Но византийцев совершенно потрясло известие, что крупный контингент половецких наемников переметнулся на сторону сельджуков; в армии было еще несколько тюркских подразделений, и некоторые из них — или даже все — в любой момент могли последовать примеру половцев. В подобных обстоятельствах и при том, что без следа исчезло более половины византийской армии и один из ее лучших полководцев, можно было ожидать, что император вполне охотно примет турецкую делегацию, явившуюся через два дня с предложением о перемирии.
Но зачем перемирия хотел султан? Возможно, потому, что совсем не был уверен в победе. Сельджуки всегда предпочитали иррегулярные военные действия тщательно подготовленным сражениям, от которых они всеми силами стремились уклоняться. Но кроме того, существовала ли вообще какая-то реальная причина для военных действий? Единственное серьезное разногласие между двумя верховными главнокомандующими было связано с Арменией, которая имела важное стратегическое значение и для султана, и для Романа. Если бы им удалось договориться о взаимоприемлемом разделе армянской территории, то обе армии остались бы в целости и сохранности и Алп-Арслан мог бы всерьез заняться своим главным противником — династией Фатимидов.
Но решимость василевса оказалась твердой. Это был его единственный шанс избавить наконец империю от турецкой угрозы. Алп-Арслан стоял всего лишь в нескольких милях от него, а под командованием Романа все еще находилась такая внушительная сила, какую ему едва ли довелось бы собрать когда-нибудь в будущем. Более того, если бы он вернулся в Константинополь, не дав сражения, то какой бы у него был шанс защитить свой трон — а может быть, и жизнь — от происков семейства Дука? Отправив посольство назад — с минимальным выказыванием учтивости, — Роман начал готовиться к сражению.

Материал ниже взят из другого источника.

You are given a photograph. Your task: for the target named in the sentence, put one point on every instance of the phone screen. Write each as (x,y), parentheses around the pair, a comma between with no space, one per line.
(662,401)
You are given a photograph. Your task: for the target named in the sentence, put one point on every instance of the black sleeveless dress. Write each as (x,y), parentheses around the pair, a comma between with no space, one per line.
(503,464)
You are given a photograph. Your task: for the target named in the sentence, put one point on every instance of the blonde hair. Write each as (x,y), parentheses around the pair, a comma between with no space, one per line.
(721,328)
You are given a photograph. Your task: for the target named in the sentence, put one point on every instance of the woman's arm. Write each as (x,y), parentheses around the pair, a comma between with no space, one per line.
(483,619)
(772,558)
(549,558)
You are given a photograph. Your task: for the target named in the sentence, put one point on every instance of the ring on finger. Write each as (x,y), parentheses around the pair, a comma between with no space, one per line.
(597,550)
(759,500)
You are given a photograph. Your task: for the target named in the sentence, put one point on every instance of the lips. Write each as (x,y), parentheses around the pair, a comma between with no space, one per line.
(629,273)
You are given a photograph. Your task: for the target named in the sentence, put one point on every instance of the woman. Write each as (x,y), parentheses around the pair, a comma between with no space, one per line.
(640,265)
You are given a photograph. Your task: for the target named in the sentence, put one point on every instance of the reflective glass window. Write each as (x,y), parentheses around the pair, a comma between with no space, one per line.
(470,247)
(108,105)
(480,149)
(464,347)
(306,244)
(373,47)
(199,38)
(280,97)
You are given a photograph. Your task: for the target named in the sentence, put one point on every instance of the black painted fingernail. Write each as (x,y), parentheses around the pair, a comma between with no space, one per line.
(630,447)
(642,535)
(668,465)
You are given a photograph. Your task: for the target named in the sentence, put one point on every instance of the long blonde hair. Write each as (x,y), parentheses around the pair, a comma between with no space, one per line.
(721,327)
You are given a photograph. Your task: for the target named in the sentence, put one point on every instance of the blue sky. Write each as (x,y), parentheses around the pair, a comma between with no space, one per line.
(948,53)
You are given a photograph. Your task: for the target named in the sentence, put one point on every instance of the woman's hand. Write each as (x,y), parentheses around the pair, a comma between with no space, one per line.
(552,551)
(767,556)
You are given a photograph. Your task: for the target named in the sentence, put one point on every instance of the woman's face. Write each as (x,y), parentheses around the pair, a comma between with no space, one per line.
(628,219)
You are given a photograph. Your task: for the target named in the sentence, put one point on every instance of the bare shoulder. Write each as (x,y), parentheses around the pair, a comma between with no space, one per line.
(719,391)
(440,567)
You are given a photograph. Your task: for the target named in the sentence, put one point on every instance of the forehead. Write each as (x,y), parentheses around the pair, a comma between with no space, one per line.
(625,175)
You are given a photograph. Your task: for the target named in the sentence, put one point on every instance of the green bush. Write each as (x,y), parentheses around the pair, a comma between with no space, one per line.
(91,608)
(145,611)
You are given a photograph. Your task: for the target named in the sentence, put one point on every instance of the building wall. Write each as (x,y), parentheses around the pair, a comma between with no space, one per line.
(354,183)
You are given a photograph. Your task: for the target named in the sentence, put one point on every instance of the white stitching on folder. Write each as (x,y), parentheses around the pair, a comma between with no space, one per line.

Как это ни странно прозвучит, то, что случилось при Манцикерте, едва ли вообще можно назвать сражением. Роман выстроил армию широко развернутым строем — в несколько шеренг, на флангах поставил кавалерию. Сам он занял место в центре, слева находился Вриенний, а справа — каппадокийский полководец по имени Алиатт. Сзади был выстроен крепкий арьергард — источники указывают, что в составе его находились «рекруты из нобилитета, то есть сливки общества». Командовал арьергардом — как ни удивительно — Андроник Дука, племянник покойного императора. Этот молодой человек, по-видимому, не делал большого секрета из своего презрительного отношения к Роману, и выглядит странным уже то, что ему вообще было дозволено принимать участие в кампании.
Армия двинулась через степь, сельджуки отходили широким полукругом, а их конные лучники то и дело осыпали стрелами византийские фланги и тут же стремительно отступали. Состояние духа императора становилось все более мрачным — враг явно уклонялся от серьезного боя. Когда солнце стало клониться к горизонту, у него мелькнула мысль, что он оставил свой лагерь практически незащищенным. Император подал сигнал к отступлению и повернул коня назад.
Этого самого момента и ждал Алп-Арслан. С вершины холма он наблюдал за всеми перемещениями Романа и теперь отдал приказ начать атаку. Византийский строй оказался смят; несколько подразделений наемников, решив, что император убит, бросились наутек. Между тем сельджуки сразу же отрезали смятые передние шеренги от арьергарда, и в этот момент ему следовало выдвинуться вперед: турки тогда оказались бы сдавлены между ним и передними рядами и уже не смогли бы вырваться. Вместо этого командир арьергарда Дука объявил своим подчиненным, что все кончено, и бежал с поля боя. После арьергарда и другие подразделения, по мере распространения паники, стали покидать место сражения. Только находившаяся на левом фланге группа солдат, видя, в каком тяжелом положении оказался Роман, бросилась спасать его, но ее с тыла моментально атаковал сельджукский отряд и обратил византийцев в бегство.
А вот Роман не отступал. Но напрасно он призывал свои войска вновь сплотиться и дать врагу отпор: хаос и смятение были слишком велики.
Вот как описывает те события их очевидец Михаил Атталиат:
«Это было как землетрясение: крик, волнение, страх, тучи пыли и орды турок вокруг нас. Это было трагическое зрелище, более скорбную картину трудно даже измыслить. Можно ли представить себе более несчастные обстоятельства, нежели обращение в бегство огромной имперской армии, совершенно беззащитное состояние императора… и осознание того, что сама империя находится на грани распада?»